Come accennato, nelle pagine di Poscienza si trovano anche profonde e delicate riflessioni sulla morte e sui morti. Ne cito soltanto due brani:
:tutto il fare-e-il-disfare è per i vivi
perché forse laggiù per i morti non c’è nulla
per cui valga la pena ricordare
(di essere stati vivi)]} à (p. 77)
Ho paura delle ombre che la Luna
e l’alba muovono nella stanza
{e dei vivi che piangono i morti
come se la loro vita foss(e_e)terna
e non stessero invece camminando
per raggiungerli} (p. 81)
In alcuni versi dedicati alla sua città natale, Carrara, credo di aver ipotizzato quale sia l’elemento cosmico che fa quadrare l’armonia della poscienza con tutto il resto: la fantasia. Ma presumo si tratti di un’immaginazione fertile e acuta, virtualmente in grado di intercettare il cuore della realtà. E quale idioma più autentico del dialetto «lingua padre» (come diceva il compianto Achille Serrao), può liberare il segreto con naturalezza e sbatterlo in faccia al lettore?
Si dice che ci siano balene
Che sguazzano nelle vasche marmoree
{:al par che temp fa un ninin i aves na boda ch’i ciamav badena
e ch’i la tróva propi drent a ‘na fontana}[1]
cammelli a passeggio
nelle ultime pennellate del sole
e macachi seduti nei ristoranti
ma nessuno si accorge di nulla
{:alén tut cosa ch’a s’ diz’n ma nisciùn al sa
s’alen vera o no | a i vó d’la fantasia}[2] (p. 86)
I segni grafici, come rivela lo stesso Maggiani nella nota conclusiva “Al lettore”, hanno una funzione evocativa, guidando il suo pubblico verso i sentieri del testo scientifico. Quanto alle formule e alle espressioni matematiche, le quali appaiono sinistre e indecifrabili anche per chi, come nel mio caso, ha frequentato il liceo scientifico prima di addentrarsi in studi umanistici, non credo che la loro decodifica sia essenziale per la comprensione del testo poetico. Se così fosse, le poscienzìe che comprendono le suddette espressioni risulterebbero fruibili solamente a un’esigua schiera, risultante dall’intersezione C) di due insiemi: A) cultori della fisica intesa in senso lato e fisici; B) cultori della poesia e poeti.

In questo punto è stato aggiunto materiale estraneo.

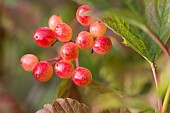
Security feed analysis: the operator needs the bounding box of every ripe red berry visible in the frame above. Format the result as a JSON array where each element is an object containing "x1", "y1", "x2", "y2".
[
  {"x1": 54, "y1": 23, "x2": 72, "y2": 42},
  {"x1": 20, "y1": 54, "x2": 39, "y2": 71},
  {"x1": 33, "y1": 27, "x2": 55, "y2": 47},
  {"x1": 76, "y1": 5, "x2": 93, "y2": 26},
  {"x1": 89, "y1": 21, "x2": 107, "y2": 37},
  {"x1": 60, "y1": 42, "x2": 79, "y2": 61},
  {"x1": 48, "y1": 14, "x2": 63, "y2": 31},
  {"x1": 54, "y1": 60, "x2": 74, "y2": 79},
  {"x1": 32, "y1": 61, "x2": 53, "y2": 82},
  {"x1": 72, "y1": 67, "x2": 92, "y2": 87},
  {"x1": 76, "y1": 31, "x2": 93, "y2": 49},
  {"x1": 93, "y1": 36, "x2": 112, "y2": 54}
]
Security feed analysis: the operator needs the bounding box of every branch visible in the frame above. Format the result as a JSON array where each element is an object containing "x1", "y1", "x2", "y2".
[
  {"x1": 149, "y1": 62, "x2": 162, "y2": 111},
  {"x1": 161, "y1": 84, "x2": 170, "y2": 113}
]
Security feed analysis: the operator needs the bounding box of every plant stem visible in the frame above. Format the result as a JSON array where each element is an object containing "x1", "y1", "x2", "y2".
[
  {"x1": 145, "y1": 28, "x2": 170, "y2": 60},
  {"x1": 161, "y1": 84, "x2": 170, "y2": 113},
  {"x1": 149, "y1": 62, "x2": 162, "y2": 111},
  {"x1": 76, "y1": 57, "x2": 80, "y2": 67}
]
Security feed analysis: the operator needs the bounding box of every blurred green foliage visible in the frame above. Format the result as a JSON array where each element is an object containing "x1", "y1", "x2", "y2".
[{"x1": 0, "y1": 0, "x2": 170, "y2": 113}]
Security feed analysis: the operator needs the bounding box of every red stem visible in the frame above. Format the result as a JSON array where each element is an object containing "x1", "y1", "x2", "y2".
[
  {"x1": 76, "y1": 57, "x2": 80, "y2": 67},
  {"x1": 149, "y1": 62, "x2": 162, "y2": 111}
]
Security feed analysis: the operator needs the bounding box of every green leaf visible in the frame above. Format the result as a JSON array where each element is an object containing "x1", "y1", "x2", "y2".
[
  {"x1": 144, "y1": 0, "x2": 170, "y2": 59},
  {"x1": 36, "y1": 98, "x2": 90, "y2": 113},
  {"x1": 92, "y1": 93, "x2": 123, "y2": 113},
  {"x1": 57, "y1": 79, "x2": 81, "y2": 101},
  {"x1": 75, "y1": 0, "x2": 170, "y2": 62},
  {"x1": 101, "y1": 13, "x2": 154, "y2": 61},
  {"x1": 88, "y1": 80, "x2": 121, "y2": 96}
]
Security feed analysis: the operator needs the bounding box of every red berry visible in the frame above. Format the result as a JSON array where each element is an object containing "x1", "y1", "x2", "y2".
[
  {"x1": 20, "y1": 54, "x2": 39, "y2": 71},
  {"x1": 76, "y1": 5, "x2": 93, "y2": 26},
  {"x1": 76, "y1": 31, "x2": 93, "y2": 49},
  {"x1": 33, "y1": 27, "x2": 55, "y2": 47},
  {"x1": 48, "y1": 14, "x2": 63, "y2": 31},
  {"x1": 72, "y1": 67, "x2": 92, "y2": 87},
  {"x1": 32, "y1": 61, "x2": 53, "y2": 82},
  {"x1": 89, "y1": 21, "x2": 107, "y2": 37},
  {"x1": 54, "y1": 60, "x2": 74, "y2": 79},
  {"x1": 60, "y1": 42, "x2": 79, "y2": 61},
  {"x1": 54, "y1": 23, "x2": 72, "y2": 42},
  {"x1": 93, "y1": 36, "x2": 112, "y2": 54}
]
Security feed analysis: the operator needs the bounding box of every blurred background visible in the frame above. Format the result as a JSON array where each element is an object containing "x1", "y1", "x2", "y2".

Relativamente alla forma poetica scelta dall’autore, mi permetto un suggerimento o, meglio, un interrogativo, senza temere una possibile cantonata, visto che lo stesso Galilei sosteneva che la scienza (ma ritengo possa adattarsi anche alla poscienza) procede per tentativi ed errori. Mi chiedo se non sarebbe costruttivo rafforzare quel quid di matematico che fin dalle origini è patrimonio della poesia: mi riferisco a quell’ordine musicale di sillabe, accenti e rime, noto sotto il nome di metrica o prosodia. Forse si potrebbe riflettere se dare più spazio a questo elemento della tradizione, magari oltrepassando schemi chiusi che ci rimandano alla cosmologia aristotelico-tolemaica, cioè a un universo circoscritto dal cielo delle stelle fisse, per andare verso strutture metriche aperte, più in linea quindi con la concezione bruniana dell’universo infinito o con teorie fisiche più recenti nelle quali, per ovvie ragioni, preferisco non addentrarmi.

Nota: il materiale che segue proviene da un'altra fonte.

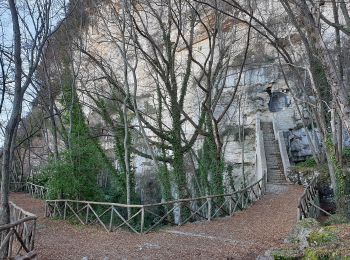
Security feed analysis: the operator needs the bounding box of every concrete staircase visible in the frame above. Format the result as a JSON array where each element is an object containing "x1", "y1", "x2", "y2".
[{"x1": 261, "y1": 122, "x2": 287, "y2": 184}]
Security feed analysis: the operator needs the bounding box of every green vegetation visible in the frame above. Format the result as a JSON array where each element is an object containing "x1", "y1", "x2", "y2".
[{"x1": 271, "y1": 219, "x2": 350, "y2": 260}]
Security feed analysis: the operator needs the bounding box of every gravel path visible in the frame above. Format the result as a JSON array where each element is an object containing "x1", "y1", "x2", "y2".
[{"x1": 11, "y1": 185, "x2": 303, "y2": 260}]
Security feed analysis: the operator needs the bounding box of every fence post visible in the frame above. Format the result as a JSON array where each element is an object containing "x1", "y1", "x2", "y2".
[
  {"x1": 85, "y1": 204, "x2": 90, "y2": 225},
  {"x1": 109, "y1": 206, "x2": 114, "y2": 232},
  {"x1": 140, "y1": 206, "x2": 145, "y2": 234},
  {"x1": 63, "y1": 201, "x2": 67, "y2": 220},
  {"x1": 207, "y1": 198, "x2": 211, "y2": 221}
]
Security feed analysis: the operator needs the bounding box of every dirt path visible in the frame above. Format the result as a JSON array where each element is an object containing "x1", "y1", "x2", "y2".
[{"x1": 11, "y1": 186, "x2": 303, "y2": 260}]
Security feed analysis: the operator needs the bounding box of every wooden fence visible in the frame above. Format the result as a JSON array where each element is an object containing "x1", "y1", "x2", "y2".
[
  {"x1": 0, "y1": 202, "x2": 37, "y2": 259},
  {"x1": 45, "y1": 177, "x2": 265, "y2": 233},
  {"x1": 297, "y1": 176, "x2": 322, "y2": 220}
]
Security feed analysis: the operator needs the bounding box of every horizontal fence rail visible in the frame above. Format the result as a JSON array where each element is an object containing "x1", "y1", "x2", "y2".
[
  {"x1": 297, "y1": 176, "x2": 320, "y2": 220},
  {"x1": 45, "y1": 177, "x2": 264, "y2": 233},
  {"x1": 0, "y1": 202, "x2": 37, "y2": 259}
]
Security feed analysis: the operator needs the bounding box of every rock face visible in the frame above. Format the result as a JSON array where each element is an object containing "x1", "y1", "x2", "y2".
[
  {"x1": 15, "y1": 0, "x2": 348, "y2": 202},
  {"x1": 268, "y1": 219, "x2": 350, "y2": 259}
]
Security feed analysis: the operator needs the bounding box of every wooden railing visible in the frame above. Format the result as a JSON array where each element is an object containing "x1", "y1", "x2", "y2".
[
  {"x1": 0, "y1": 202, "x2": 37, "y2": 259},
  {"x1": 297, "y1": 176, "x2": 320, "y2": 220},
  {"x1": 26, "y1": 182, "x2": 48, "y2": 199},
  {"x1": 45, "y1": 177, "x2": 264, "y2": 233}
]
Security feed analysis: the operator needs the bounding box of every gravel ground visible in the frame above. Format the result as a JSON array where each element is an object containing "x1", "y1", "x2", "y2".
[{"x1": 11, "y1": 185, "x2": 303, "y2": 260}]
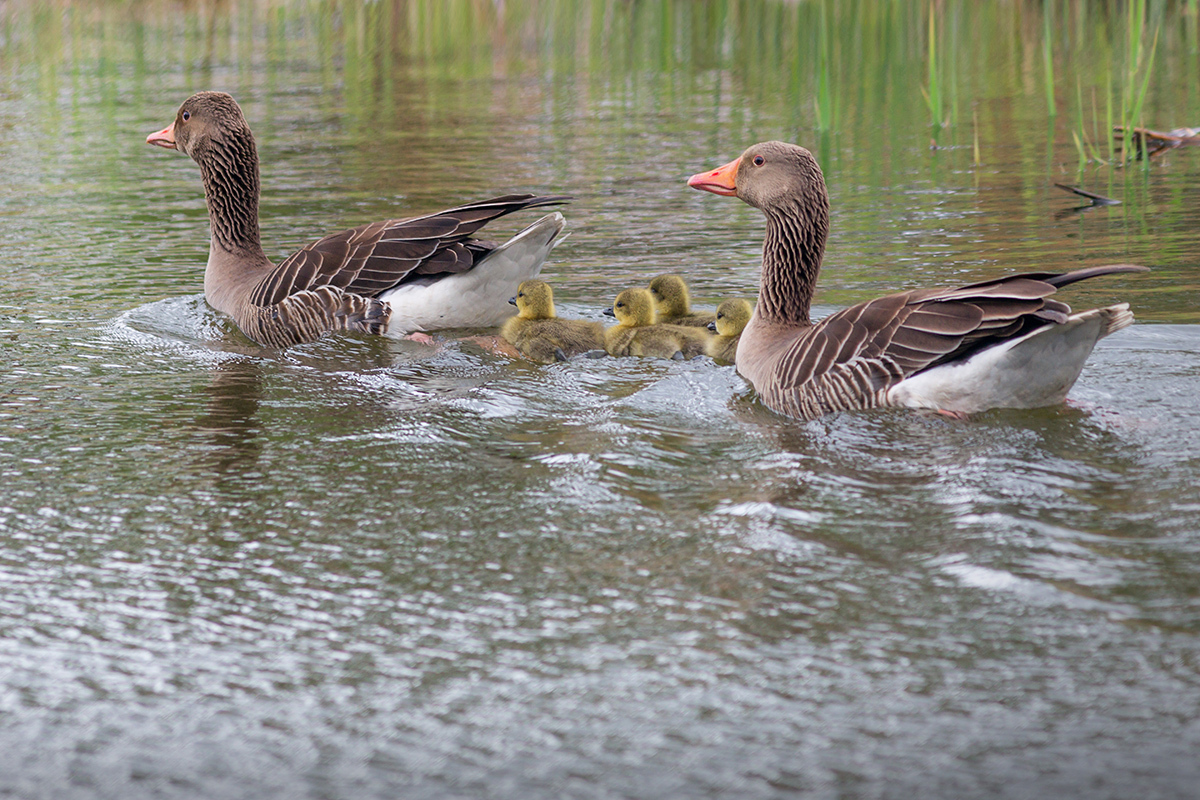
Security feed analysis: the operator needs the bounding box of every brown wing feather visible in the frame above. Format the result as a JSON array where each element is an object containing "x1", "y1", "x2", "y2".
[
  {"x1": 251, "y1": 194, "x2": 570, "y2": 307},
  {"x1": 778, "y1": 264, "x2": 1145, "y2": 400}
]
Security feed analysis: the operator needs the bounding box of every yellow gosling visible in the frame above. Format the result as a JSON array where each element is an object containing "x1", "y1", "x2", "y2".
[
  {"x1": 604, "y1": 289, "x2": 709, "y2": 359},
  {"x1": 650, "y1": 275, "x2": 715, "y2": 327},
  {"x1": 500, "y1": 278, "x2": 605, "y2": 363},
  {"x1": 706, "y1": 297, "x2": 754, "y2": 363}
]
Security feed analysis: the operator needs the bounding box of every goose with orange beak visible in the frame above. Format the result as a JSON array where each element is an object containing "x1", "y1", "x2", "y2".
[{"x1": 688, "y1": 142, "x2": 1146, "y2": 420}]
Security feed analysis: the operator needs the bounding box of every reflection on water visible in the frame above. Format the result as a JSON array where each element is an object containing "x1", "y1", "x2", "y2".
[{"x1": 0, "y1": 0, "x2": 1200, "y2": 800}]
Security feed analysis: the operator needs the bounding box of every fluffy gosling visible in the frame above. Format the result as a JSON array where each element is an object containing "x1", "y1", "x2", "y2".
[
  {"x1": 706, "y1": 297, "x2": 754, "y2": 363},
  {"x1": 500, "y1": 278, "x2": 605, "y2": 363},
  {"x1": 604, "y1": 289, "x2": 709, "y2": 360},
  {"x1": 650, "y1": 275, "x2": 715, "y2": 327}
]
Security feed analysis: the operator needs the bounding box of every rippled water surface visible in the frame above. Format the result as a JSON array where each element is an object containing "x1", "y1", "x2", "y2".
[{"x1": 0, "y1": 0, "x2": 1200, "y2": 800}]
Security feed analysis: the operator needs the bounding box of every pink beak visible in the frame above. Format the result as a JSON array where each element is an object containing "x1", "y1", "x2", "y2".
[
  {"x1": 146, "y1": 122, "x2": 179, "y2": 150},
  {"x1": 688, "y1": 157, "x2": 742, "y2": 197}
]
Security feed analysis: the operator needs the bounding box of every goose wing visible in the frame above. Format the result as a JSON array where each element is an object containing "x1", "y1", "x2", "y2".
[
  {"x1": 778, "y1": 264, "x2": 1146, "y2": 398},
  {"x1": 251, "y1": 194, "x2": 570, "y2": 307}
]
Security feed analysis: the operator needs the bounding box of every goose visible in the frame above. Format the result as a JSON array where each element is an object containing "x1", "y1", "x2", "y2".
[
  {"x1": 704, "y1": 297, "x2": 754, "y2": 363},
  {"x1": 604, "y1": 289, "x2": 708, "y2": 360},
  {"x1": 650, "y1": 275, "x2": 715, "y2": 327},
  {"x1": 688, "y1": 142, "x2": 1146, "y2": 420},
  {"x1": 500, "y1": 278, "x2": 604, "y2": 363},
  {"x1": 146, "y1": 91, "x2": 570, "y2": 347}
]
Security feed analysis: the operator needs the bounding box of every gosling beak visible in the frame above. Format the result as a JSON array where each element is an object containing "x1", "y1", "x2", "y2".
[
  {"x1": 688, "y1": 157, "x2": 742, "y2": 197},
  {"x1": 146, "y1": 122, "x2": 179, "y2": 150}
]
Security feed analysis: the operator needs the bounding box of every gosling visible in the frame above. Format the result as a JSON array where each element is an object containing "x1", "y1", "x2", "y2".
[
  {"x1": 706, "y1": 297, "x2": 754, "y2": 363},
  {"x1": 604, "y1": 289, "x2": 709, "y2": 361},
  {"x1": 500, "y1": 278, "x2": 605, "y2": 363},
  {"x1": 650, "y1": 275, "x2": 715, "y2": 327}
]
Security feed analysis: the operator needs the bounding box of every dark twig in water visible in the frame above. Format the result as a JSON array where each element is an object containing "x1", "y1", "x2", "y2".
[{"x1": 1055, "y1": 184, "x2": 1121, "y2": 205}]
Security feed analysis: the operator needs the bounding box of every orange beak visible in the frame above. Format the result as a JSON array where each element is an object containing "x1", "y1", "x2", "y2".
[
  {"x1": 688, "y1": 158, "x2": 742, "y2": 197},
  {"x1": 146, "y1": 122, "x2": 179, "y2": 150}
]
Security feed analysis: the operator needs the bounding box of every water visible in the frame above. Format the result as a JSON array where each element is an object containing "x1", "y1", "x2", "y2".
[{"x1": 0, "y1": 2, "x2": 1200, "y2": 799}]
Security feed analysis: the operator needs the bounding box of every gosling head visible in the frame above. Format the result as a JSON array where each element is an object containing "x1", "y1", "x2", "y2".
[
  {"x1": 509, "y1": 278, "x2": 554, "y2": 319},
  {"x1": 612, "y1": 289, "x2": 655, "y2": 327},
  {"x1": 650, "y1": 275, "x2": 691, "y2": 317},
  {"x1": 710, "y1": 297, "x2": 754, "y2": 336}
]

Veniamo ora al significato e all’etimologia del titolo, ovvero della parola “poscienza” e dei termini che da essa derivano (poscienzìa, poscienziato, poscienzate…). L’arcano è disvelato al termine del libro, nella “Postfazione|Nota” (pp. 120-121). Ebbene “poscienza” è il frutto di un gioco matematico-enigmistico, che vede le lettere delle parole “poesia” e “scienza” protagoniste del parto. Non rivelo il procedimento ma vorrei sottolineare che si tratta dell’ennesimo tributo alla scienza che, a partire almeno da Galileo – volendo sorvolare su illustri protagonisti della storia della filosofia come Pitagora e Platone – fonda le sue leggi sulla matematica, la quale secondo lo stesso Galilei, è l’alfabeto che bisogna conoscere e utilizzare per comprendere il libro dell’universo, scritto proprio in caratteri matematici.

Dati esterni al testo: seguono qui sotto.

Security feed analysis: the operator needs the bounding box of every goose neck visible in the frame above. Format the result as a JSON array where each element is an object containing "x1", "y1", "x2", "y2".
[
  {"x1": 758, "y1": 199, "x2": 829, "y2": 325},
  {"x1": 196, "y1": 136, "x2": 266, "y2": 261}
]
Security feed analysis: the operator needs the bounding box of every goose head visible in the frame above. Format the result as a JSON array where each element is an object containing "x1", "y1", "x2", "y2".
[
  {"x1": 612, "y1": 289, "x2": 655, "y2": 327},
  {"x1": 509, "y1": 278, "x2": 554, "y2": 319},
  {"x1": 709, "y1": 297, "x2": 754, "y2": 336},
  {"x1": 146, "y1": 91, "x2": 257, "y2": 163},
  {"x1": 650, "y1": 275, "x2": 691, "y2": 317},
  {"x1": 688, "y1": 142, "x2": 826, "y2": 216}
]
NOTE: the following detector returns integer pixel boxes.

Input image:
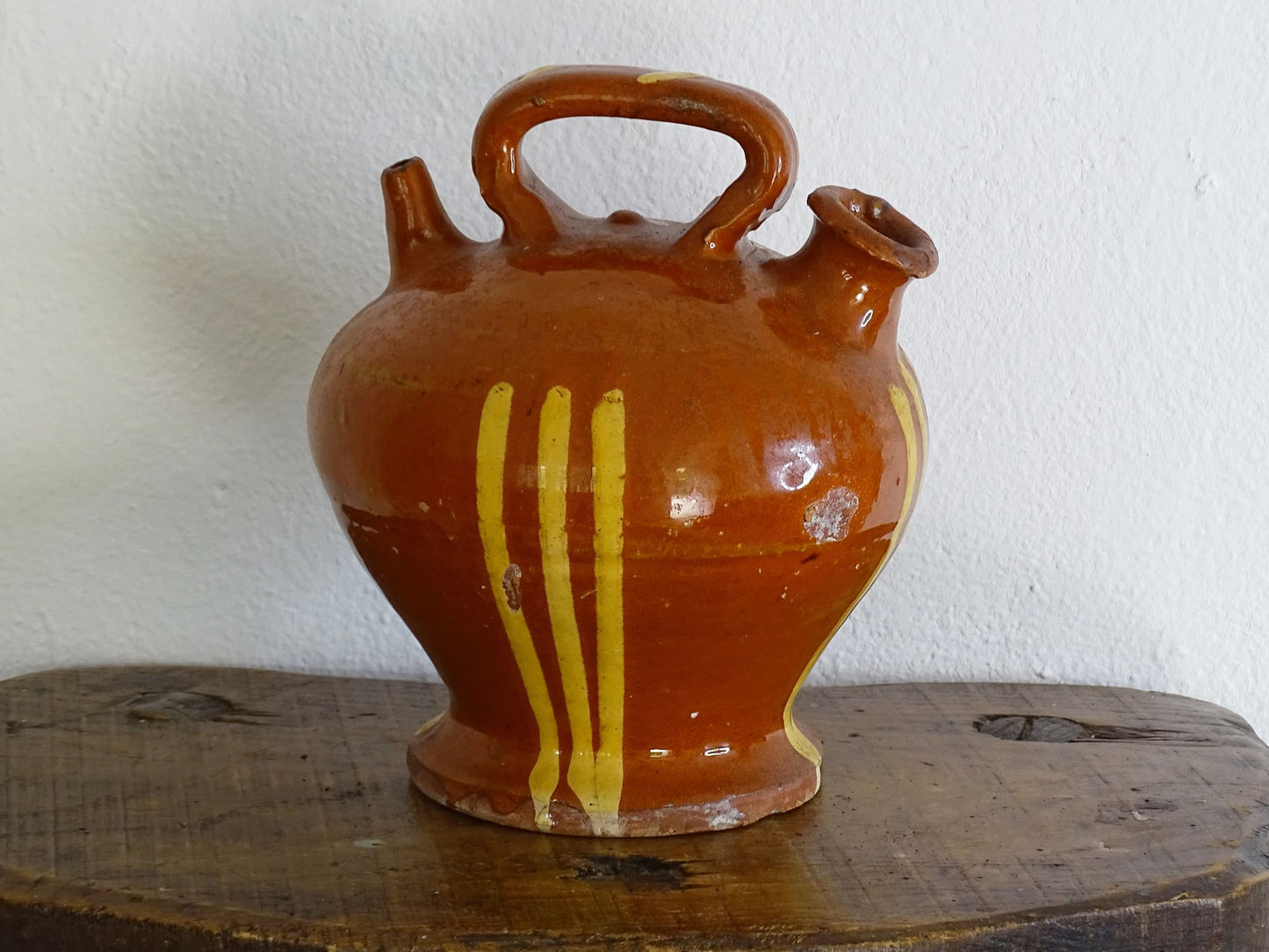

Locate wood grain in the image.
[0,667,1269,952]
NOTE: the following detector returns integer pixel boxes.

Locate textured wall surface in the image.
[0,0,1269,732]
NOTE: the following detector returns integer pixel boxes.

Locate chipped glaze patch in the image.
[802,487,859,542]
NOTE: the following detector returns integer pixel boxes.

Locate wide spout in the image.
[767,185,939,348]
[804,185,939,278]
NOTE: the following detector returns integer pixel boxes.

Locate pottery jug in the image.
[308,66,936,836]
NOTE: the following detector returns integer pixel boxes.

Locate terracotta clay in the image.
[308,68,936,836]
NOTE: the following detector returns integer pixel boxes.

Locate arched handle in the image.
[472,66,797,256]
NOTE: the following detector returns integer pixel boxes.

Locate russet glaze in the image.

Per quanto mi riguarda, l’arduo e coinvolgente esperimento, posto in essere da Roberto Maggiani, risulta degnamente riuscito. Ma non posso dimostrarlo scientificamente come pretenderebbe il metodo galileiano. Parlerei piuttosto di un’intuizione, di una consapevolezza, frutto della mia esperienza di vita e di cultura. Ma forse (non sta a me dirlo) la poscienza non sempre prevede le dimostrazioni sperimentali che divengono regola inderogabile con la rivoluzione scientifica. Forse non sono previsti esperimenti replicabili e il metodo potrebbe avvicinarsi alla pratica gnoseologica adottata dai rinascimentali filosofi della natura, tra i quali svetta per l’intelletto e per la biografia Giordano Bruno. Quei filosofi naturalisti collocati fra magia e scienza, i quali si esprimevano anche in poesia e prosa letteraria e che a differenza di Bacone e di Cartesio, teorici dello sfruttamento indiscriminato dell’ambiente, amavano e rispettavano la natura nella sua sacralità in una prospettiva di pampsichismo e panteismo.
[1] Pare che tempo fa un bambino avesse una rana che chiamava balena e che l’ha trovata proprio dentro a una fontana.
[2] Sono tutte cose che si dicono ma nessuno lo sa se sono vere o no | ci vuole della fantasia.